Many newcomers have entered the compact SUV market since Honda launched its car-based CR-V as a 1997 model. Redesigned for 2007, the CR-V's top-of-the-line EX-L trim level gains more standard features for 2008. Competitors include the Mitsubishi Outlander and Toyota RAV4.
The 2008 CR-V comes in three trim levels: base LX; EX, which has a standard moonroof and steering-wheel-mounted audio controls; and the EX-L, which adds leather seats, heated front seats and an optional navigation system. An eight-way power driver's seat and dual-zone automatic air conditioning are now standard on the EX-L, and models without the navigation system now have an audio system with a subwoofer.

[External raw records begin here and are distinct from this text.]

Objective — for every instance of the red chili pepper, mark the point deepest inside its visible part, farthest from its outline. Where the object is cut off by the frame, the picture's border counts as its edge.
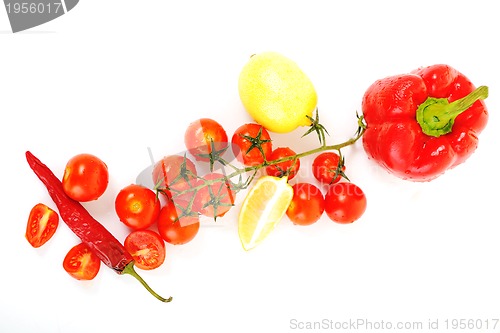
(111, 252)
(421, 124)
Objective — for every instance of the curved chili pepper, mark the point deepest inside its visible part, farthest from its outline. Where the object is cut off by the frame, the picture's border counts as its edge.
(109, 250)
(421, 124)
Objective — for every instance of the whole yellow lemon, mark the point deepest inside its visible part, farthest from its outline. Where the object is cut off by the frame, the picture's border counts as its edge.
(276, 92)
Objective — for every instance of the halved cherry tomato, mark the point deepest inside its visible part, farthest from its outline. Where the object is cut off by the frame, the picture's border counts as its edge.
(307, 204)
(81, 263)
(328, 168)
(345, 202)
(147, 248)
(204, 135)
(42, 224)
(85, 177)
(214, 199)
(175, 226)
(288, 168)
(174, 174)
(137, 206)
(251, 144)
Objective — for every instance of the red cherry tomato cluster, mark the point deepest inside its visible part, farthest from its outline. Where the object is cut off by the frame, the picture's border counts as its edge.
(251, 144)
(343, 202)
(174, 216)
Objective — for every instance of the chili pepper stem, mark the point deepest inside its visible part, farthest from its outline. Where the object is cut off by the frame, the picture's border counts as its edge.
(436, 116)
(129, 269)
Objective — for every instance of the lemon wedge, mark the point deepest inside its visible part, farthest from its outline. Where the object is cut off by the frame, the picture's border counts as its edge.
(262, 209)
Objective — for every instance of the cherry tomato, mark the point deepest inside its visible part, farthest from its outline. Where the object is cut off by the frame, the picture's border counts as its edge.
(327, 168)
(174, 226)
(251, 143)
(146, 247)
(345, 202)
(307, 205)
(85, 177)
(81, 263)
(216, 199)
(137, 206)
(202, 136)
(42, 224)
(289, 168)
(174, 174)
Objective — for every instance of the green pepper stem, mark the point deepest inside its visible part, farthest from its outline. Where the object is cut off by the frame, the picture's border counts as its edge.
(129, 269)
(436, 116)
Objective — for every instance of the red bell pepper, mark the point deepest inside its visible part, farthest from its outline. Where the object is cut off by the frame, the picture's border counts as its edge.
(419, 125)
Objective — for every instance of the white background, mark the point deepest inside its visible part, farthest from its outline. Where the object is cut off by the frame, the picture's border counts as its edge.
(113, 78)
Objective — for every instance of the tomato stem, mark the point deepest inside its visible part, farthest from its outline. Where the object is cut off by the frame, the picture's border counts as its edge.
(239, 171)
(129, 269)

The boxy shape of past CR-Vs gave way to a rounder appearance with the 2007 redesign, particularly in the rear, sloping windows. Subtle creases on the bodyside and around the wheel wells also help the CR-V avoid the slab-sided look of early-generation SUVs. Up front, a distinctive grille has an upper opening holding the Honda badge, and a lower, wider opening below. The twin grille is combined with a wide, jutting bumper and bodywork.

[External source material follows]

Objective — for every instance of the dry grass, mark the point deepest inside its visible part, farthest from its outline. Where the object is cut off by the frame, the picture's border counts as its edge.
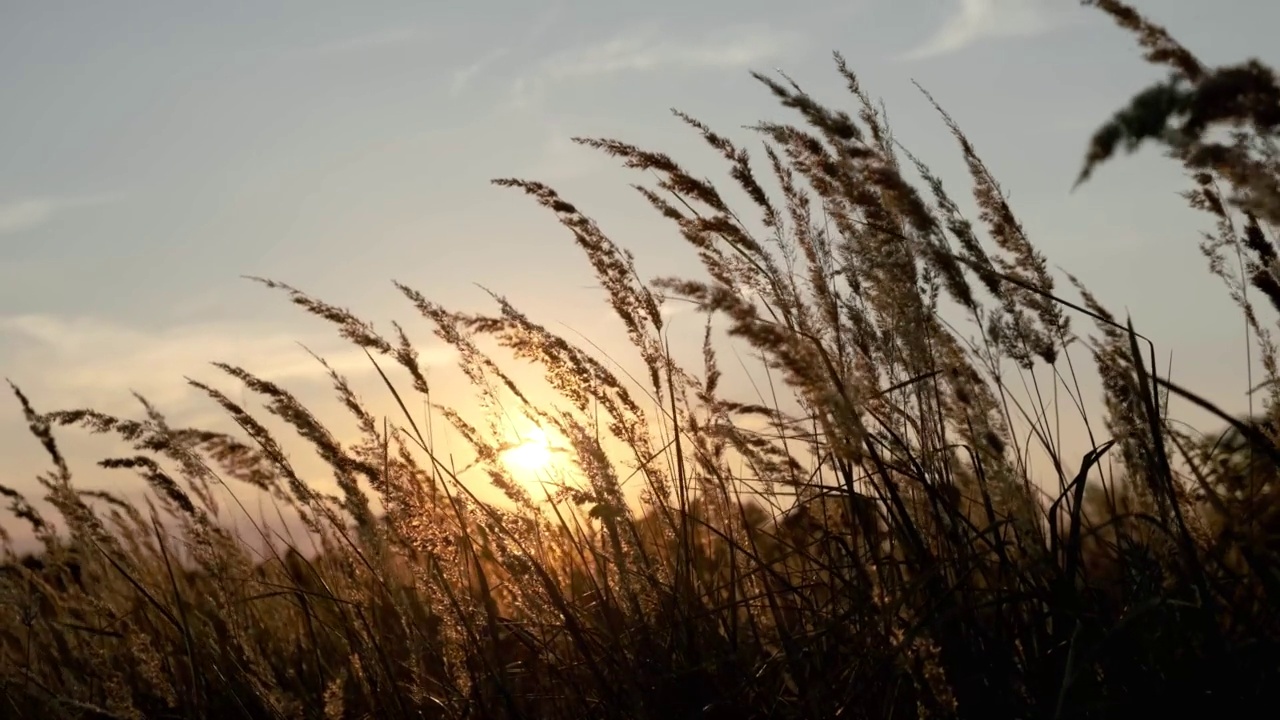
(883, 547)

The door handles and side mirrors on the EX-L trim are body-colored, and the brake lights have a slim, vertical design.
The current CR-V is about 3 inches shorter than the previous generation — mostly because the spare tire no longer hangs at the rear bumper — an inch wider and roughly the same height. It loses almost an inch of ground clearance, but given that it's a car-based crossover, it's doubtful the average buyer will be concerned with the CR-V's offroad prowess. It rides on 17-inch steel wheels in LX trim and 17-inch alloy wheels in EX and EX-L trims.

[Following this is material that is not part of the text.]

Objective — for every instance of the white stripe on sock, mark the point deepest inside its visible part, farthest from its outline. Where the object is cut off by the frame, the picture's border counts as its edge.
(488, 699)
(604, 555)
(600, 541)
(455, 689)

There's room for up to five people in the CR-V. The cabin features high-grade materials and exceptional fit-and-finish. There's 35.7 cubic feet of cargo room with the rear seats up, but folding them brings the total luggage volume to 72.9 cubic feet.
A picnic table, which was included in earlier models, has been dropped. The optional navigation system includes voice-recognition software and a backup camera.
Under the Hood
The CR-V is powered by a 2.4-liter four-cylinder that turns out 166 horsepower and 161 pounds-feet of torque. It teams with a five-speed automatic transmission, and the CR-V is available with front-wheel drive or optional Real Time 4WD, which transfers more torque to the rear wheels when more traction is needed.
Antilock brakes, side-impact airbags for the front seats, side curtain airbags with a rollover sensor, active front head restraints, an electronic stability system, electronic brake-force distribution and a tire pressure monitoring system are among the CR-V's standard safety features.
The CR-V shines in handling. The steering is tightly sprung — move the wheel slightly and the CR-V reacts with an intuitive feel that's rare in non-luxury cars. The cabin is quiet, totally blocking out road and wind noise.